Impact sans perte de contrôle
Cessna T210M Centurion C-GPID
1,5 mi au sud de l'Aéroport de Flin Flon (Manitoba)



Le Bureau de la sécurité des transports du Canada (BST) a enquêté sur cet événement dans le but de promouvoir la sécurité des transports. Le Bureau n’est pas habilité à attribuer ni à déterminer les responsabilités civiles ou pénales. Le présent rapport n’est pas créé pour être utilisé dans le contexte d’une procédure judiciaire, disciplinaire ou autre. Voir Propriété et utilisation du contenu.

Résumé

Le 10 janvier 1996 à 21 h 8, heure normale du Centre (HNC), le pilote d'un Cessna 210 appelle par radio la station d'information de vol (FSS) de The Pas (Manitoba) pour signaler qu'il est prêt à rouler en vue du décollage pour un vol selon les règles de vol à vue (VFR) entre Flin Flon (Manitoba) et Lynn Lake (Manitoba). La FSS de The Pas accuse réception du message et donne au pilote les derniers renseignements sur le vent à Flin Flon ainsi que le calage altimétrique en vigueur à The Pas. À 21 h 10 HNC, le pilote signale qu'il va rappeler après avoir décollé de la piste 18, mais il ne donne pas signe de vie après cette communication. À 21 h 23 HNC, la FSS de The Pas appelle le détachement de la Gendarmerie royale du Canada (GRC) de Flin Flon et signale qu'elle a perdu le contact radio avec l'avion. La GRC effectue des recherches au sol à l'aéroport et dans les environs, mais elle ne réussit pas à localiser l'avion. À 22 h 24 HNC, le satellite de recherche et de sauvetage (SARSAT) capte un signal de radiobalise de repérage d'urgence (ELT) au voisinage de l'aéroport de Flin Flon, et le Centre de coordination de sauvetage (RCC) des Forces canadiennes confie les recherches à l'unité de recherche et de sauvetage (SAR) de Winnipeg. La GRC de Flin Flon organise des recherches au sol et des motoneigistes se mettent à chercher dans les environs de l'aéroport. À 2 h HNC, on repère l'avion à un mille et demi environ de l'extrémité de la piste 18. Le pilote est transporté à l'hôpital où l'on constate son décès.

Renseignements de base

L'avion en provenance de Saskatoon (Saskatchewan) s'était posé à Flin Flon un peu plus tôt dans la journée. Après son arrivée, le pilote avait déposé un plan de vol VFR auprès de la FSS de The Pas en vue d'un départ à 20 h 50 HNC à destination de Lynn Lake (Manitoba), là où l'avion était basé. Le pilote avait indiqué sur son plan de vol que le vol prendrait une heure et qu'il emportait du carburant pour quatre heures de vol. Vers 21 h 10 HNC, des témoins dans une petite maison située au sud de l'aéroport ont vu les feux d'un avion qui décollait de l'aéroport. L'appareil se trouvait à 1/8 de mille environ de l'extrémité de la piste 18 et à une altitude comprise entre 400 et 500 pieds-sol. Les témoins ont déclaré que la cellule et le bruit de l'avion semblaient normaux lorsque l'avion a survolé la maison.
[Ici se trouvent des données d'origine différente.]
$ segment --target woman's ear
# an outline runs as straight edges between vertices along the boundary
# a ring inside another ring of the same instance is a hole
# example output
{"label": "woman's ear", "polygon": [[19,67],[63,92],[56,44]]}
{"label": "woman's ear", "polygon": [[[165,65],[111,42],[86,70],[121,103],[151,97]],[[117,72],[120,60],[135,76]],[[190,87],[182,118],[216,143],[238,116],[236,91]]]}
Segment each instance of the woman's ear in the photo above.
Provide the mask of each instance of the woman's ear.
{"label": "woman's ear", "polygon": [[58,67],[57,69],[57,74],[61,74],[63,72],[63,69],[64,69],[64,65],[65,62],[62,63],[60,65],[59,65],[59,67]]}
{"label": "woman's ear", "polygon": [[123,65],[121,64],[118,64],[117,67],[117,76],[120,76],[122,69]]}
La région de Flin Flon et de Lynn Lake était sous l'influence d'un creux barométrique en altitude qui était orienté au sud le long d'une ligne entre Lynn Lake et Grand Rapids. Le long de la route prévue, on prévoyait des plafonds à 1 000 pieds-sol avec une visibilité de quatre à six milles dans de la neige légère. Le sommet de la couverture nuageuse la plus basse atteignait 6 000 pieds-mer; une seconde couche de nuages épars se trouvait au-dessus, entre 10 000 et 12 000 pieds-mer. On prévoyait de la bruine givrante d'intensité légère à modérée dans les nuages. Quand l'avion a décollé, les vents en surface à Flin Flon soufflaient du 200 degrés vrai à six noeuds; la température était de moins 10 degrés Celsius. Aucune précipitation verglaçante n'a été signalée dans la région de Flin Flon la nuit de l'accident.

L'aérodrome de Flin Flon se trouve dans une localité nordique relativement éloignée. Il y a très peu de lumières au sol au sud-ouest du terrain et, au moment de l'accident, les lumières de la ville et le ciel fournissaient très peu de clarté.
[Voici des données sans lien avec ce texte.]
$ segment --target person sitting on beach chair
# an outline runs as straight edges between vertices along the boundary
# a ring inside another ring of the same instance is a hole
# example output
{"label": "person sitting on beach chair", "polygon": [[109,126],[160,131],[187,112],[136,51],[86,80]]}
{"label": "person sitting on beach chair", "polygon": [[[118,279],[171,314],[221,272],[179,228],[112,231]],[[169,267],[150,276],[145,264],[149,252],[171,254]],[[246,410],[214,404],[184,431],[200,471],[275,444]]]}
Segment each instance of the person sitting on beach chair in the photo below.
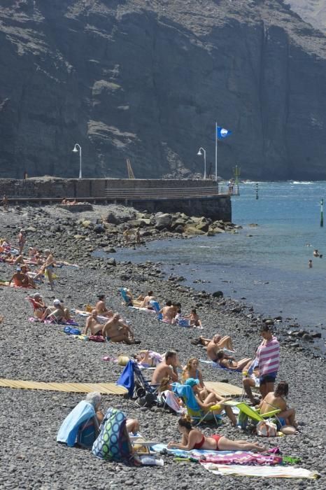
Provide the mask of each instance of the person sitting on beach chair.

L'aérodrome se trouve dans l'espace aérien contrôlé; dans un tel espace, les vols peuvent être effectués selon les règles de vol à vue ou selon les règles de vol aux instruments (IFR). Tout vol à vue, de nuit ou autre, est régi par le Règlement de l'Air qui stipule que «l'aéronef utilisé en vol VFR doit être piloté par référence visuelle au sol ou à l'eau». Les minima météorologiques applicables au vol dans l'espace aérien contrôlé sont précisés dans les Ordonnances sur la navigation aérienne, et ils exigent un plafond de 1 000 pieds-sol ainsi qu'une visibilité en vol de trois milles terrestres. Il existe à l'aéroport de Flin Flon une zone de contrôle qui a un rayon de cinq milles autour de l'aéroport. Tout aéronef VFR qui évolue dans cette zone doit rester au moins à 500 pieds des nuages et se trouver à une altitude minimale de 500 pieds-sol.

L'avion s'est écrasé sur la surface gelée du lac Athapapuskow, à un mille et demi environ au sud de l'extrémité de la piste 18. L'avion a percuté la surface gelée du lac l'aile droite légèrement basse, dans une assiette en tangage peu prononcée et à haute vitesse, au cap de 240 degrés magnétique. L'avion a parcouru quelque 800 pieds sur la surface gelée du lac en se disloquant avant de s'immobiliser. L'accident n'offrait aucune chance de survie parce que l'avion a été entièrement détruit.

L'examen de l'épave n'a révélé aucun signe de défaillance du groupe motopropulseur, des commandes de vol ou des systèmes de l'avion qui aurait pu contribuer à l'accident. Les dommages aux pales d'hélice indiquent que le moteur fournissait une puissance élevée à l'impact. Le train d'atterrissage était rentré, mais les trappes du train principal étaient ouvertes. Il n'a pas été possible d'établir si les portes s'étaient ouvertes sous le choc ou si le train était en mouvement dans une position intermédiaire. Les volets étaient rentrés. Une analyse des ampoules a confirmé que les instruments et les circuits électriques étaient sous tension au moment de l'impact. Un examen a confirmé que les instruments de vol fonctionnaient au moment de l'impact. Des marques sur l'horizon artificiel indiquaient un piqué de l'ordre de 15 degrés et un tangage presque nul à l'impact. La carte de l'indicateur de situation horizontale (HSI) indiquait un cap de 240 degrés, ce qui correspond au sillon laissé par l'avion.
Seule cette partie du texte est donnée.